Evidence showed that the new strain of COVID-19 was increasing in densely-populated areas, which can lead to higher rates of businesses shutting down in those locations. The UK Government (2020) report indicated that the majority of cases were occurring in London, the South East, and the East of England as related to the new variant of the virus. Furthermore, the strain on the NHS is an issue, with the winter period being the most challenging time for the Service. The introduction of Tier 4 in the most problematic regions implies the prioritization of community testing, local support programs, as well as the collection of statistical data that is pertinent to the areas.

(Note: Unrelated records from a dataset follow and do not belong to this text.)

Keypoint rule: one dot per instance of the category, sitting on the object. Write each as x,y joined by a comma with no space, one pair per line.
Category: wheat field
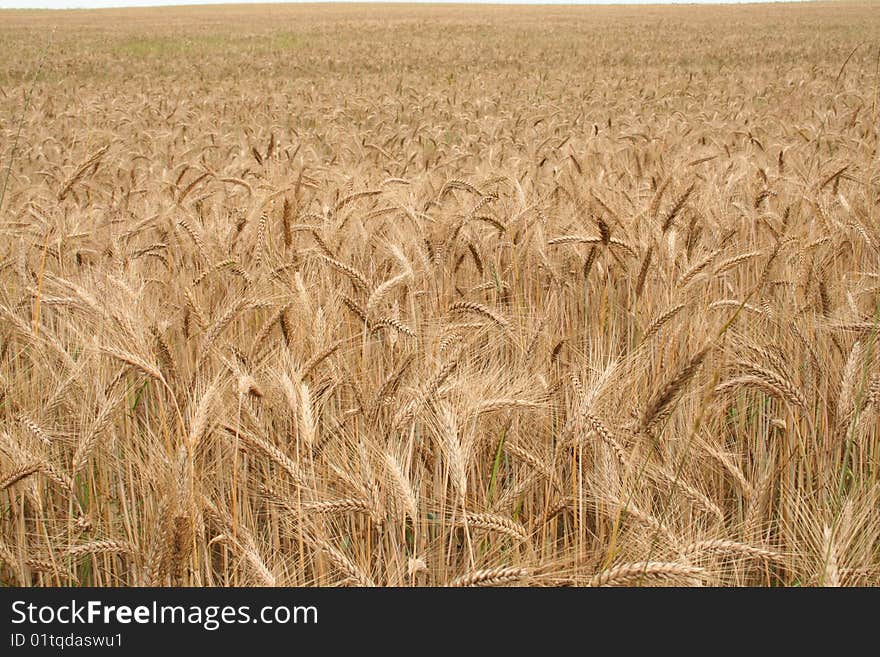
397,295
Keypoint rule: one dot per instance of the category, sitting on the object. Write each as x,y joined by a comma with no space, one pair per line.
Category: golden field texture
413,295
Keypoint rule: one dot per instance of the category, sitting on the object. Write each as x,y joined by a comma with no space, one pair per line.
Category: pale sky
70,4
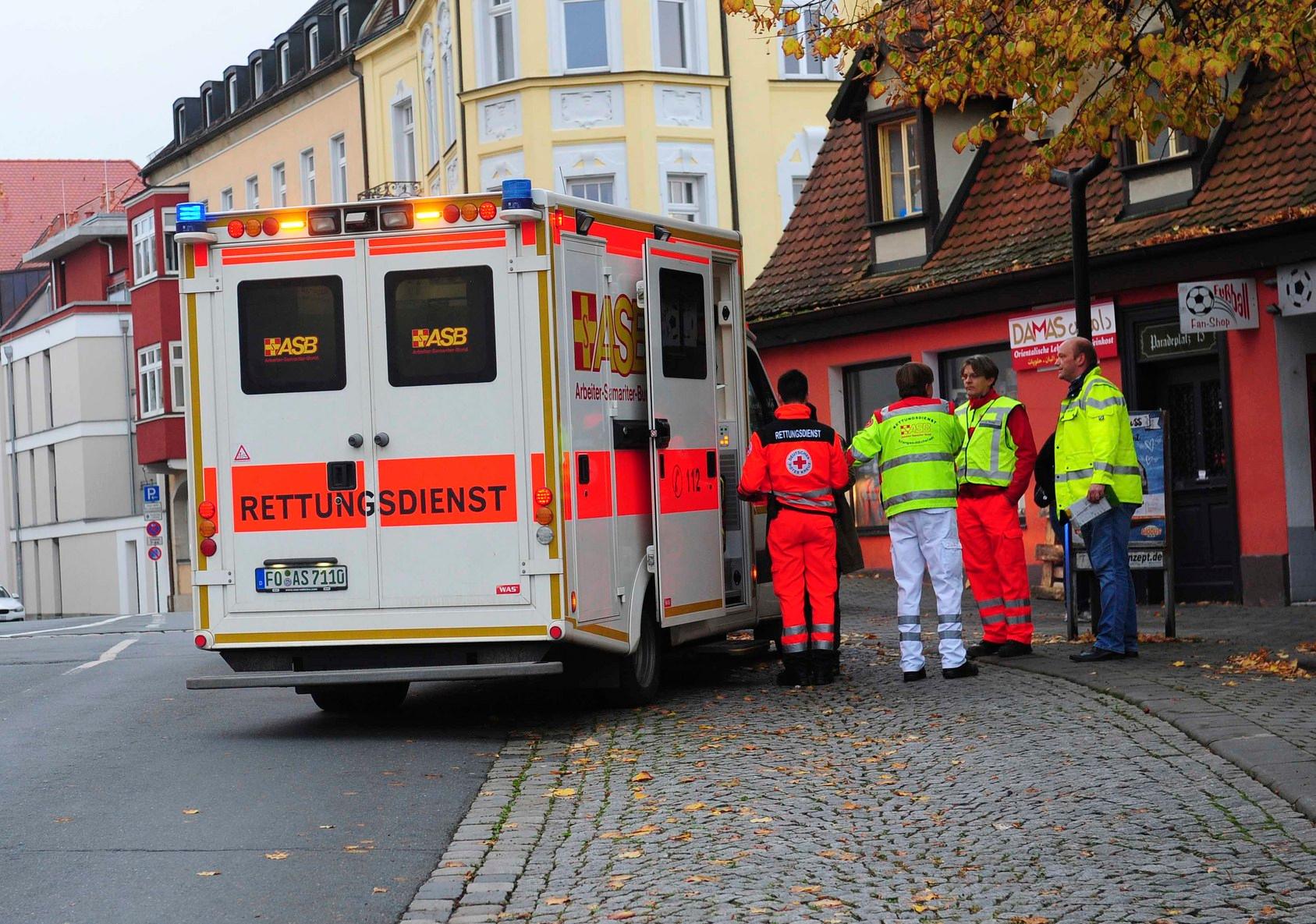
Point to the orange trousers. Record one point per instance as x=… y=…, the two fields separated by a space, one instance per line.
x=994 y=560
x=803 y=551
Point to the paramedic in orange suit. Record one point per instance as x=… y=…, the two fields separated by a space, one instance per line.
x=798 y=462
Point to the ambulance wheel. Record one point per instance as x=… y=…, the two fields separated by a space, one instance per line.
x=361 y=696
x=641 y=671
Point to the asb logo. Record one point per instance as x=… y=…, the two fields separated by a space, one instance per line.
x=428 y=337
x=799 y=462
x=291 y=346
x=611 y=335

The limitation of the current study pertains to the continuously changing statistics regarding the rates of companies closing down. While there is information available regarding the number of cases of the newly-infected individuals in the UK and other health-related data, the statistics regarding, for example, London-based businesses closing down is absent, and the research had to use the information that is highly limited. Future research on the correlation between the quarantine restrictions and the financial implications for organizations has future potential. Specifically, multiple regression analysis may be performed to find out a statistically significant correlation between a set of variables and find relevant trends in the available data sets. For instance, a correlation between nurse staffing levels, new cases of coronavirus in the population, and the businesses shutting down may be studied.
Bank of England. (2020). The impact of COVID-19 on businesses’ expectations: Evidence from the decision maker panel. Web.
BBC. (2020). Covid: Millions more braced for tougher rules in England. Web.
Clark, D. (2020). Share of businesses that have closed in the UK due to coronavirus in 2020, by sector. Web.
UK Government. (2020). Guidance: Full list of local restriction tiers by area. Web.